Washington, Feb 6: The US has expressed concern over the current situation of religious freedom in India and raised the issue with Indian officials, a senior State Department official has said.

The remarks came in the wake of widespread protests held across India against the Citizenship Amendment Act (CAA).

The senior State Department official, on condition of anonymity, said that he has met with officials in India about what is taking place in the nation and expressed concern.

"We are concerned about what's taking place in India. I have met with the Indian foreign minister. I've met with the Indian ambassador (to express my concern)," the official, who was recently in India, told reporters on Wednesday.

The US has also "expressed desire first to try to help and work through some of these issues", the official said as Secretary of State Mike Pompeo launched a 27-nation International Religious Freedom Alliance.

"To me, the initial step we try to do in most places is say what can we do to be of help you work through an issue to where there's not religious persecution.

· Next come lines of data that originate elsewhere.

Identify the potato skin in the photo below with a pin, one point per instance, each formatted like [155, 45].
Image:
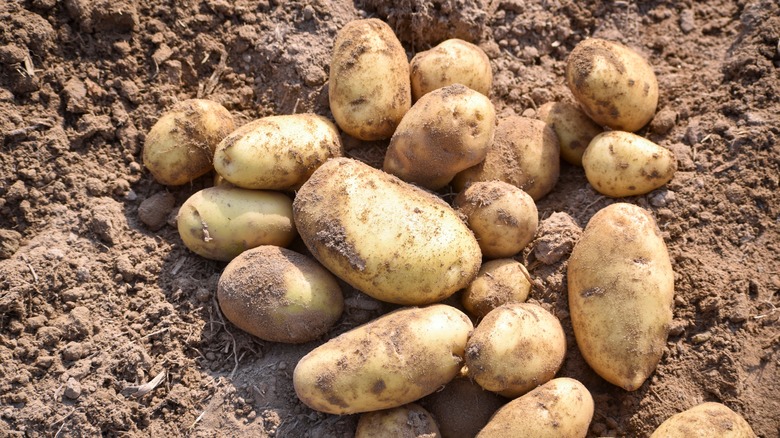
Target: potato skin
[221, 222]
[388, 362]
[277, 152]
[391, 240]
[621, 291]
[622, 164]
[369, 87]
[614, 84]
[279, 295]
[180, 146]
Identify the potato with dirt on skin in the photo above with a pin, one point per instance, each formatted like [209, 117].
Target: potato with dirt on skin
[180, 146]
[388, 362]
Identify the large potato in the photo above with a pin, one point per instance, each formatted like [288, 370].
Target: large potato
[393, 360]
[621, 288]
[279, 295]
[383, 236]
[369, 87]
[614, 84]
[277, 152]
[180, 146]
[221, 222]
[621, 164]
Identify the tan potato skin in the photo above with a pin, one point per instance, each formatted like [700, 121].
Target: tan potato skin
[393, 360]
[391, 240]
[369, 87]
[621, 291]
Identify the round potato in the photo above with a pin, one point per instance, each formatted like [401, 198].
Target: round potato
[391, 240]
[221, 222]
[622, 164]
[277, 152]
[180, 146]
[369, 87]
[279, 295]
[388, 362]
[453, 61]
[614, 84]
[621, 292]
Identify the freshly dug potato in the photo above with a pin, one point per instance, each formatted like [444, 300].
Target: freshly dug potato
[180, 146]
[453, 61]
[573, 127]
[446, 131]
[391, 240]
[621, 290]
[621, 164]
[279, 295]
[515, 348]
[704, 421]
[369, 87]
[614, 84]
[524, 153]
[388, 362]
[277, 152]
[561, 408]
[220, 223]
[503, 217]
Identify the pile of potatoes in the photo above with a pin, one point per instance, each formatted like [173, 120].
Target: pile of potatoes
[427, 368]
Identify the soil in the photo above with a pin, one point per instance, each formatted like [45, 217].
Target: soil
[109, 325]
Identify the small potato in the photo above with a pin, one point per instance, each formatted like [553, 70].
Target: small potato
[369, 87]
[573, 127]
[622, 164]
[446, 131]
[561, 408]
[614, 84]
[221, 222]
[503, 218]
[388, 362]
[279, 295]
[180, 146]
[524, 153]
[515, 348]
[454, 61]
[621, 292]
[277, 152]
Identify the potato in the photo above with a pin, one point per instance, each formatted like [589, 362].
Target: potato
[221, 222]
[524, 153]
[621, 164]
[277, 152]
[388, 362]
[614, 84]
[498, 282]
[369, 87]
[515, 348]
[561, 408]
[621, 288]
[704, 421]
[391, 240]
[503, 218]
[279, 295]
[453, 61]
[180, 146]
[573, 127]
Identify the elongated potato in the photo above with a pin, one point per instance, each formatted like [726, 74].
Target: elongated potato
[621, 291]
[391, 240]
[393, 360]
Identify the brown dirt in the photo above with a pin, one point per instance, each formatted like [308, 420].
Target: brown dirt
[93, 304]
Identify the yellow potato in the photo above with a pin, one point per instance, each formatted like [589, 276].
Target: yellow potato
[621, 292]
[221, 222]
[388, 362]
[277, 152]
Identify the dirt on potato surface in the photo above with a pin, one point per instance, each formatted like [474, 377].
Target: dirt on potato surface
[109, 325]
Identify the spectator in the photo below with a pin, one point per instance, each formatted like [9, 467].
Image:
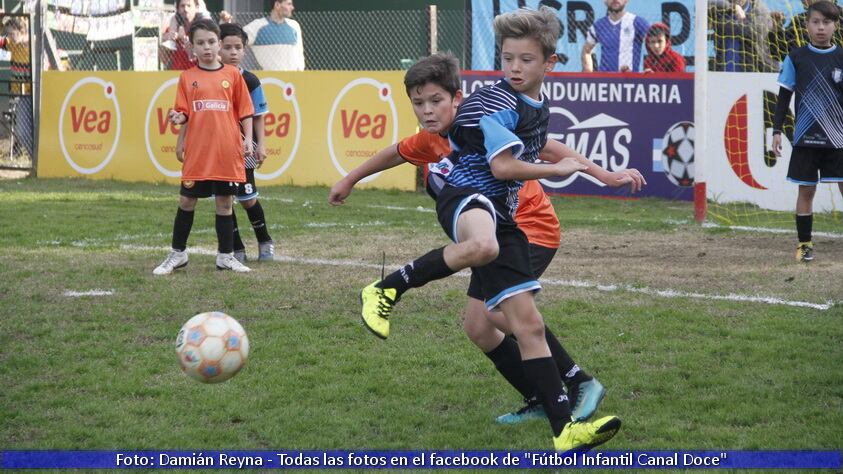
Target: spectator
[795, 35]
[16, 41]
[741, 31]
[620, 35]
[660, 54]
[276, 39]
[174, 40]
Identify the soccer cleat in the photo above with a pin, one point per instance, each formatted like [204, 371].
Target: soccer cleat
[266, 251]
[377, 306]
[805, 252]
[585, 398]
[531, 411]
[584, 435]
[176, 259]
[226, 261]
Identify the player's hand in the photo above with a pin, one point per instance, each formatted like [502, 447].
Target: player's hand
[568, 166]
[777, 144]
[338, 193]
[630, 176]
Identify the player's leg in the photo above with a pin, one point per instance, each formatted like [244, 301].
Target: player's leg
[224, 225]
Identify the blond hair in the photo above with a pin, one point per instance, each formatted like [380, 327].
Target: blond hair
[541, 25]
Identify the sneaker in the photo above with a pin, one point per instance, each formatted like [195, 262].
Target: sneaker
[584, 435]
[805, 252]
[585, 398]
[266, 251]
[533, 410]
[377, 306]
[173, 261]
[226, 261]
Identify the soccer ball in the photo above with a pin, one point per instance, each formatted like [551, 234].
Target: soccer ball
[678, 154]
[212, 347]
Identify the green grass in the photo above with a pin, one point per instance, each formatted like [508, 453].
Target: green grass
[100, 372]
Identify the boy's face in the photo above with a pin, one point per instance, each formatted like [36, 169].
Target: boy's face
[820, 29]
[657, 44]
[434, 106]
[524, 65]
[232, 50]
[206, 47]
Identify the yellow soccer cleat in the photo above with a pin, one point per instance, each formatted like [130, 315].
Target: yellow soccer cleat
[805, 252]
[377, 306]
[583, 435]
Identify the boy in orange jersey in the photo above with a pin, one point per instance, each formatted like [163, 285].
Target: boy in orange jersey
[215, 99]
[433, 87]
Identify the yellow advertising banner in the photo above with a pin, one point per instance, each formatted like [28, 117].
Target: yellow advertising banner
[321, 124]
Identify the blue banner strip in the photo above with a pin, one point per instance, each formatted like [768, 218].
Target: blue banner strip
[284, 459]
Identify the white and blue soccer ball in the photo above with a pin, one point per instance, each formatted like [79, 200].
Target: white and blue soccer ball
[678, 154]
[212, 347]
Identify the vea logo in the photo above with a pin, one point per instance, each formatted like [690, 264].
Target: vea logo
[281, 129]
[89, 125]
[362, 121]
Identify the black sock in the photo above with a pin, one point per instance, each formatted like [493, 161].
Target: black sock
[544, 375]
[238, 242]
[804, 223]
[181, 229]
[421, 271]
[507, 360]
[225, 234]
[258, 220]
[569, 370]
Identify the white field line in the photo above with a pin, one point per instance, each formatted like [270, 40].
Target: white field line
[772, 300]
[79, 294]
[770, 230]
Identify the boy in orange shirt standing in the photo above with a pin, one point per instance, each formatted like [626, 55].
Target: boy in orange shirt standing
[215, 99]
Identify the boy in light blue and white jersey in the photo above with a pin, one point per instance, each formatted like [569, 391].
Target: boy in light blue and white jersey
[276, 40]
[620, 35]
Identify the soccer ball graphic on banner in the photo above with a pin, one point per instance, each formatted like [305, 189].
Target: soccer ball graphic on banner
[678, 154]
[212, 347]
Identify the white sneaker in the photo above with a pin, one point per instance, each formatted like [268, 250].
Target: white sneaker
[175, 260]
[226, 261]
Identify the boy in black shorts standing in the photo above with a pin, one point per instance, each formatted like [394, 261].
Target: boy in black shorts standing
[815, 73]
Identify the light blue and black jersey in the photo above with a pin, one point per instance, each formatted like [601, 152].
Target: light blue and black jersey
[816, 76]
[492, 120]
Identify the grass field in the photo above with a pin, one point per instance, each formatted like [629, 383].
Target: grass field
[633, 294]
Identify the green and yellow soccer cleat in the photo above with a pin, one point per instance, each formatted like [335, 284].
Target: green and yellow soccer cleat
[805, 252]
[583, 435]
[377, 306]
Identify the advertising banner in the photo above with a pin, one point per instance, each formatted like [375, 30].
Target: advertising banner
[322, 124]
[620, 121]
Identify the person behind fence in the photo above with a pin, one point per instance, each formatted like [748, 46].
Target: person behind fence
[214, 98]
[741, 31]
[15, 39]
[175, 43]
[815, 73]
[620, 35]
[660, 54]
[276, 39]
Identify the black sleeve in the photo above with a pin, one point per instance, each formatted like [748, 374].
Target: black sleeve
[782, 106]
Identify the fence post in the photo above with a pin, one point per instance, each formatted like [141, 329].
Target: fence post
[434, 29]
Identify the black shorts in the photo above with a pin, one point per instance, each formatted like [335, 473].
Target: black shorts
[807, 162]
[510, 273]
[248, 190]
[540, 258]
[200, 189]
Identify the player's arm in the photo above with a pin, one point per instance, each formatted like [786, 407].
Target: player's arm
[380, 161]
[555, 151]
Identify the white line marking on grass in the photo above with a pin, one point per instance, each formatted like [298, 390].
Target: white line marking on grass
[772, 300]
[79, 294]
[769, 230]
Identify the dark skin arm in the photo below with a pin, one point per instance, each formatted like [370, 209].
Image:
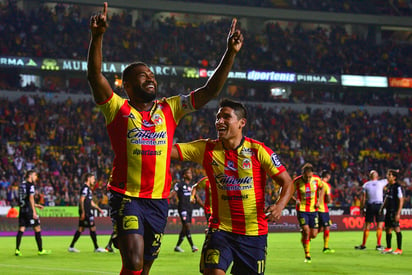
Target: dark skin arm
[215, 83]
[101, 88]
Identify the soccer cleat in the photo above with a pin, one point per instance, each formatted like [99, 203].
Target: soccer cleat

That's the first step, is just saying can we work with you on this," the official said.

India maintains that the Indian Constitution guarantees fundamental rights to all its citizens, including its minority communities.

It is widely acknowledged that India is a vibrant democracy where the Constitution provides protection of religious freedom, and where democratic governance and rule of law further promote and protect fundamental rights, a senior official of the Ministry of External Affairs has said.

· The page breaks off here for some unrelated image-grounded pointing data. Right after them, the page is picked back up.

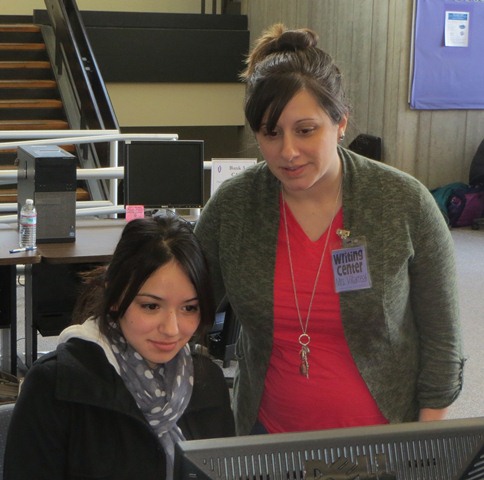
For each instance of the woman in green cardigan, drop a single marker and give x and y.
(339, 269)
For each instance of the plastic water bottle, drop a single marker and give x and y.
(28, 225)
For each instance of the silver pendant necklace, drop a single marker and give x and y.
(304, 339)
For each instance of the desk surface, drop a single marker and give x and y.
(95, 242)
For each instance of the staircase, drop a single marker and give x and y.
(29, 97)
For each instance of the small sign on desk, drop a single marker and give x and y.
(225, 168)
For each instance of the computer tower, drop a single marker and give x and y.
(47, 174)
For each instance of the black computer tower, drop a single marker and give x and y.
(47, 174)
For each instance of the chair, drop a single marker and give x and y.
(6, 410)
(367, 145)
(223, 337)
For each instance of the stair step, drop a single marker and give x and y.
(36, 103)
(20, 33)
(23, 51)
(34, 65)
(28, 84)
(8, 156)
(22, 46)
(39, 70)
(28, 89)
(19, 27)
(33, 125)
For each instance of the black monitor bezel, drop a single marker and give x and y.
(212, 458)
(196, 185)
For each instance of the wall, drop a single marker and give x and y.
(371, 40)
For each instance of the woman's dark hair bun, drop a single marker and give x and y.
(292, 40)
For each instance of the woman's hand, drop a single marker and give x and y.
(429, 414)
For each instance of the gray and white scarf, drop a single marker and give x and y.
(162, 394)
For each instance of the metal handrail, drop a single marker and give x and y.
(79, 137)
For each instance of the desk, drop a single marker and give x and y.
(95, 243)
(8, 293)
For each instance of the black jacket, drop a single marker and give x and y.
(75, 419)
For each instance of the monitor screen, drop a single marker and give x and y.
(167, 173)
(440, 450)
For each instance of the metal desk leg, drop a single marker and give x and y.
(8, 318)
(30, 330)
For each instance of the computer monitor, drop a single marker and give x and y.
(166, 173)
(440, 450)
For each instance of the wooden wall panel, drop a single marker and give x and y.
(371, 42)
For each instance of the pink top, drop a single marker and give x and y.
(335, 394)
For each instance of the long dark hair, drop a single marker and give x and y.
(145, 245)
(283, 62)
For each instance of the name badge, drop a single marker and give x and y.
(350, 267)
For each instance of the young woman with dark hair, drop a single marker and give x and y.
(123, 386)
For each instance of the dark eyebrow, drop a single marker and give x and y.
(155, 297)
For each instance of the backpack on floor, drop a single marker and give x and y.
(443, 194)
(466, 205)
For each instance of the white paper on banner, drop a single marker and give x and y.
(225, 168)
(456, 29)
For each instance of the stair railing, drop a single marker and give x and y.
(81, 86)
(113, 172)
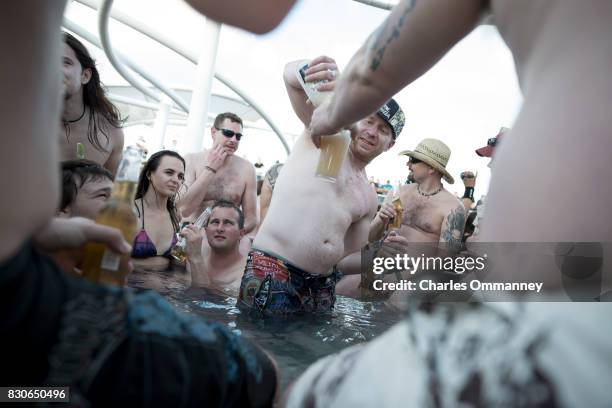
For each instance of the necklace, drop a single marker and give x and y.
(67, 121)
(428, 194)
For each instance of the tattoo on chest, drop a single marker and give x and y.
(379, 46)
(453, 233)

According to the CAA, members of Hindu, Sikh, Buddhist, Jain, Parsi and Christian communities who have come from Pakistan, Bangladesh and Afghanistan till December 31, 2014 following religious persecution there will get Indian citizenship.

The Indian government has been emphasising that the new law will not deny any citizenship rights, but has been brought to protect the oppressed minorities of neighbouring countries and give them citizenship.

Defending the CAA, Prime Minister Narendra Modi last month said that the law is not about taking away citizenship, it is about giving citizenship.

"We must all know that any person of any religion from any country of the world who believes in India and its Constitution can apply for Indian citizenship through due process. There's no problem in that," he said.